I often refer to an article by Nielsen Norman Group (N/N Group) on interaction cost. According to N/N Group the ideal interaction cost is zero.
Zero interaction cost is the Holy Grail. When the information a user needs is right in front of them, that equals zero interaction cost. The required effort it zero.
Reducing Interaction Costs
The interaction cost is the sum of efforts, mental and physical, that the users must deploy in interacting with a site in order to reach their goals”
To achieve a low interaction costs it is important to reduce the cognitive effort required from users. Zero interaction cost is rarely attainable. Most task need some level of cognitive effort. Whether clicking a link, scrolling down a page or scanning a page of text.
Below are a few of the factors that have a negative effect on interaction cost.
- Looking around to find relevant information
- Comprehending information presented to you
- Clicking or touching (without making mistakes)

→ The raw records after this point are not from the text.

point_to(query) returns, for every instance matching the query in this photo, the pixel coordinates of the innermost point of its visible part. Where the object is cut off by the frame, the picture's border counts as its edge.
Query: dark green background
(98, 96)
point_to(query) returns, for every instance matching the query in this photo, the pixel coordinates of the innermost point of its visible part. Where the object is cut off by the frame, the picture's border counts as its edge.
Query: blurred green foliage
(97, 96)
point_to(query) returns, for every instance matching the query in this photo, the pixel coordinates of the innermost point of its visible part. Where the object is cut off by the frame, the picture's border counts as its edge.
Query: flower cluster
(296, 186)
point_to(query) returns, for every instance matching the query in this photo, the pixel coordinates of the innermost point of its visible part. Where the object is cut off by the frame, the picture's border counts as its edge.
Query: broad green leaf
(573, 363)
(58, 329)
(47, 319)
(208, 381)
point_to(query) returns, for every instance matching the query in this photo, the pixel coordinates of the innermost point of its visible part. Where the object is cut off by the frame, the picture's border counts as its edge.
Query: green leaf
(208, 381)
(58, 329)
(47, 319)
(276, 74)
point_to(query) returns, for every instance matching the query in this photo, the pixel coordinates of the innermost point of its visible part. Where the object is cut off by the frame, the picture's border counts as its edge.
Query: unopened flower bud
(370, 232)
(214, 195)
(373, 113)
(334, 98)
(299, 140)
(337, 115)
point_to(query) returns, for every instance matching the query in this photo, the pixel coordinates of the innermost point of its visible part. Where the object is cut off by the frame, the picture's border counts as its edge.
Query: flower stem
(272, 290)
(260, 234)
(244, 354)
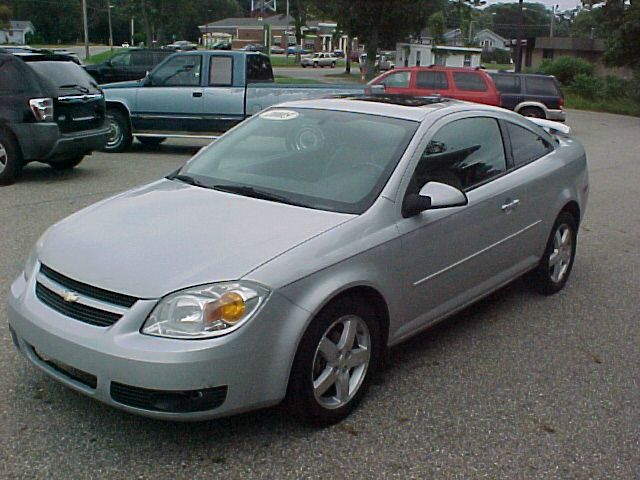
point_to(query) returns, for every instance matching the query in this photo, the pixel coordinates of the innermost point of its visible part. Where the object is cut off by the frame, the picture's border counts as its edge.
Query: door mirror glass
(443, 195)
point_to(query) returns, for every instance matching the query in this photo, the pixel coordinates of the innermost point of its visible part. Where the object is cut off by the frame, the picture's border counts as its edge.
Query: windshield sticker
(279, 115)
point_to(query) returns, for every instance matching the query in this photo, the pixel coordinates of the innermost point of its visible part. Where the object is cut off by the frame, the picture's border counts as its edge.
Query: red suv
(470, 84)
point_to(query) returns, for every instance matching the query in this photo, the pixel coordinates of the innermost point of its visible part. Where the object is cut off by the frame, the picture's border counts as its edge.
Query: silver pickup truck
(199, 94)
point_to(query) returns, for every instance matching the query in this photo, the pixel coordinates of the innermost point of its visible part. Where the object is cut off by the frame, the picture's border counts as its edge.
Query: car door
(224, 93)
(172, 99)
(454, 255)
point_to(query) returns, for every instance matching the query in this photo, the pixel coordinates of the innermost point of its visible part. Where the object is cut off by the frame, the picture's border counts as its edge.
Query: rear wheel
(335, 361)
(67, 164)
(119, 138)
(10, 158)
(533, 112)
(552, 273)
(151, 141)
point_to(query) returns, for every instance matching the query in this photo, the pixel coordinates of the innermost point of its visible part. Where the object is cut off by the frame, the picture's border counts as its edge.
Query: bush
(496, 56)
(566, 68)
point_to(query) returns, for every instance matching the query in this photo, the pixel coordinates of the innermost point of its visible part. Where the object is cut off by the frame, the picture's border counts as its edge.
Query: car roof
(395, 106)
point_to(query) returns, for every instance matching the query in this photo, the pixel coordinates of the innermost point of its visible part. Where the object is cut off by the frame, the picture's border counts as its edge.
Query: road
(518, 386)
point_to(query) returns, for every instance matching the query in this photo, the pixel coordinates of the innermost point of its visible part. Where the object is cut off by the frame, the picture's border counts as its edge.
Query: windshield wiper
(187, 179)
(75, 85)
(257, 193)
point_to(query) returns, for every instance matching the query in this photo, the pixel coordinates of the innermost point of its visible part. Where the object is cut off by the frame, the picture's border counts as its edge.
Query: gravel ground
(518, 386)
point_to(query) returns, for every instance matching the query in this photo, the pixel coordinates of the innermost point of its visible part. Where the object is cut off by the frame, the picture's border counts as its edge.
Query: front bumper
(245, 370)
(45, 142)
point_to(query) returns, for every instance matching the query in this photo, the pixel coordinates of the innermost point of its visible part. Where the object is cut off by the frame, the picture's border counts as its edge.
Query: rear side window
(526, 145)
(541, 86)
(432, 80)
(221, 71)
(463, 154)
(469, 81)
(259, 69)
(507, 83)
(397, 80)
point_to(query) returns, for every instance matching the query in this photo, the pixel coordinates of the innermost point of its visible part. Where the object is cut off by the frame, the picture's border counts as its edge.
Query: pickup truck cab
(199, 94)
(461, 83)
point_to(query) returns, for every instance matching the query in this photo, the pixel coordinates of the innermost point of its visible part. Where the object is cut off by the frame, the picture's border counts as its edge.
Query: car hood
(129, 84)
(166, 236)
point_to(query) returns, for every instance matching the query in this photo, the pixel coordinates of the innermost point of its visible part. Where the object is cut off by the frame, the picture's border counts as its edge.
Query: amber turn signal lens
(229, 308)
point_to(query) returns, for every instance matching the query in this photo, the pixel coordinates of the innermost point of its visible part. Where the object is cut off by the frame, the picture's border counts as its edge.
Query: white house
(17, 32)
(490, 41)
(425, 54)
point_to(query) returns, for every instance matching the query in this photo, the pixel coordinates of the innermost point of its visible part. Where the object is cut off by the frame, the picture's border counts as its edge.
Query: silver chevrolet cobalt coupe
(280, 261)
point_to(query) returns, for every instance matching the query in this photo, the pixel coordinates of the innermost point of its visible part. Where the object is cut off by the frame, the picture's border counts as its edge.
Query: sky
(564, 4)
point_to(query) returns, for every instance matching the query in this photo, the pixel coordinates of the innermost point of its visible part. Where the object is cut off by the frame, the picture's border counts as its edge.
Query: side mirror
(443, 195)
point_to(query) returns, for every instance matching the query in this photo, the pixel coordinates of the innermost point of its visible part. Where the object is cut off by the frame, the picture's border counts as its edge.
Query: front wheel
(119, 138)
(552, 273)
(335, 361)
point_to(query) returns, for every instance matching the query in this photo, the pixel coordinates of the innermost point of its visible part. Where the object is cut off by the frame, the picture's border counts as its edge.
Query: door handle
(510, 205)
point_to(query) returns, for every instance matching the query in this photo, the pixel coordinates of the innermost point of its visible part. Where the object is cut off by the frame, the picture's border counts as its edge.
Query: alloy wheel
(341, 361)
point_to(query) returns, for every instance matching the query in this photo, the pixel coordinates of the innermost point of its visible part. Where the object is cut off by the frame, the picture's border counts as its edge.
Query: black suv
(130, 65)
(50, 111)
(531, 95)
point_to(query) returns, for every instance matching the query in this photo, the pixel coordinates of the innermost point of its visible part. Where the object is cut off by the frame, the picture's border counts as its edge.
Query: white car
(320, 60)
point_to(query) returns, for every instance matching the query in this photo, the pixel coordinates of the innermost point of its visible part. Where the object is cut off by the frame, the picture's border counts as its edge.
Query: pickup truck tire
(10, 158)
(151, 141)
(120, 137)
(68, 163)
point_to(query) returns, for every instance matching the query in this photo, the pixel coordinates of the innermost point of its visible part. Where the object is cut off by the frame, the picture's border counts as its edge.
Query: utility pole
(519, 39)
(109, 7)
(86, 29)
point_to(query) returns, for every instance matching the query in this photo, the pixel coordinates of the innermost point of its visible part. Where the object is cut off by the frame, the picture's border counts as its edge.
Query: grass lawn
(620, 106)
(283, 79)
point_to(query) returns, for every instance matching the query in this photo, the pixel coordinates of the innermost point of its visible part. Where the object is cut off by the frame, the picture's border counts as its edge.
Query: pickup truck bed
(200, 94)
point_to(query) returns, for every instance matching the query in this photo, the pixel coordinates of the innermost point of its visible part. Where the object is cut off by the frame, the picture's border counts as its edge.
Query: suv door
(172, 99)
(454, 255)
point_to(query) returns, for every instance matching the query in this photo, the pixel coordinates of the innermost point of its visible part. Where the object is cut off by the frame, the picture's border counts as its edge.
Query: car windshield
(322, 159)
(64, 75)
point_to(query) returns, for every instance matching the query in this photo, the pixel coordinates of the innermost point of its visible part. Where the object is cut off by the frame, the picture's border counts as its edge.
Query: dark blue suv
(531, 95)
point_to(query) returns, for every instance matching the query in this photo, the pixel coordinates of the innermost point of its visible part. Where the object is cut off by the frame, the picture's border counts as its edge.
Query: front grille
(88, 290)
(170, 401)
(73, 373)
(77, 311)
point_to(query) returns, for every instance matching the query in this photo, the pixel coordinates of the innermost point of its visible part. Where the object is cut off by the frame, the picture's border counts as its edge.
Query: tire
(151, 141)
(320, 354)
(67, 164)
(120, 137)
(552, 273)
(10, 158)
(533, 112)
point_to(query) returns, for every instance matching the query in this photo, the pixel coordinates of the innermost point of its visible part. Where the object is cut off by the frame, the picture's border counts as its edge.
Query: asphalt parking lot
(518, 386)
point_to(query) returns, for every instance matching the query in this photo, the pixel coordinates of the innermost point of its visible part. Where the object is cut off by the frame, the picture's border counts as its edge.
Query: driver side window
(180, 71)
(463, 154)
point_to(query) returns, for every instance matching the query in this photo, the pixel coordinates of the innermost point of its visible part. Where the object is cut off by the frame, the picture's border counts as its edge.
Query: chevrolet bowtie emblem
(70, 297)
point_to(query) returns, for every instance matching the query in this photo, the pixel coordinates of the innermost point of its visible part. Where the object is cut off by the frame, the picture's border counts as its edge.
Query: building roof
(570, 43)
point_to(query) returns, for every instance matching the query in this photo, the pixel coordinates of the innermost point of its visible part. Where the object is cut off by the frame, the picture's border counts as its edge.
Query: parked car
(253, 47)
(531, 95)
(172, 98)
(320, 59)
(328, 252)
(182, 46)
(51, 111)
(132, 64)
(470, 84)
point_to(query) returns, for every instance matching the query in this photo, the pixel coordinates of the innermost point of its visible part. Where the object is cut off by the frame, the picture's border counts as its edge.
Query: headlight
(206, 311)
(30, 265)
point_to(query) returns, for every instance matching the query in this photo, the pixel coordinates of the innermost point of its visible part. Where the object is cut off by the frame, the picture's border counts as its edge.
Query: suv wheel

- Page loads and waiting times
- Attention switches
- Memory load; the information that users must remember to complete task
All the above increase cognitive load. To keep interaction cost low it’s important to reduce these factors in our designs.
Interaction Costs Applied
Levi’s have reduced interaction cost for the process of buying clothes online. They have acheived this by making options immediately visible on the page.
Most shopping sites hide options in dropdown menus. Compared to Levi’s solution this significantly increases the interaction cost. They need two or three clicks to achieve what is immediately visible on Levi’s.
On the Levi’s website with one click I can see if the colour of jeans I want are available in my size and length. No clicking or scrolling required.
Interaction Costs as a Measure of Usability
Interaction cost is generally a good measure of how difficult an interface will be to use for a user. So a large part of usability should deal with lowering interaction cost.
When accessing designs against each other compare the interaction cost of each. This will help you to understand which design is more likely to be successful.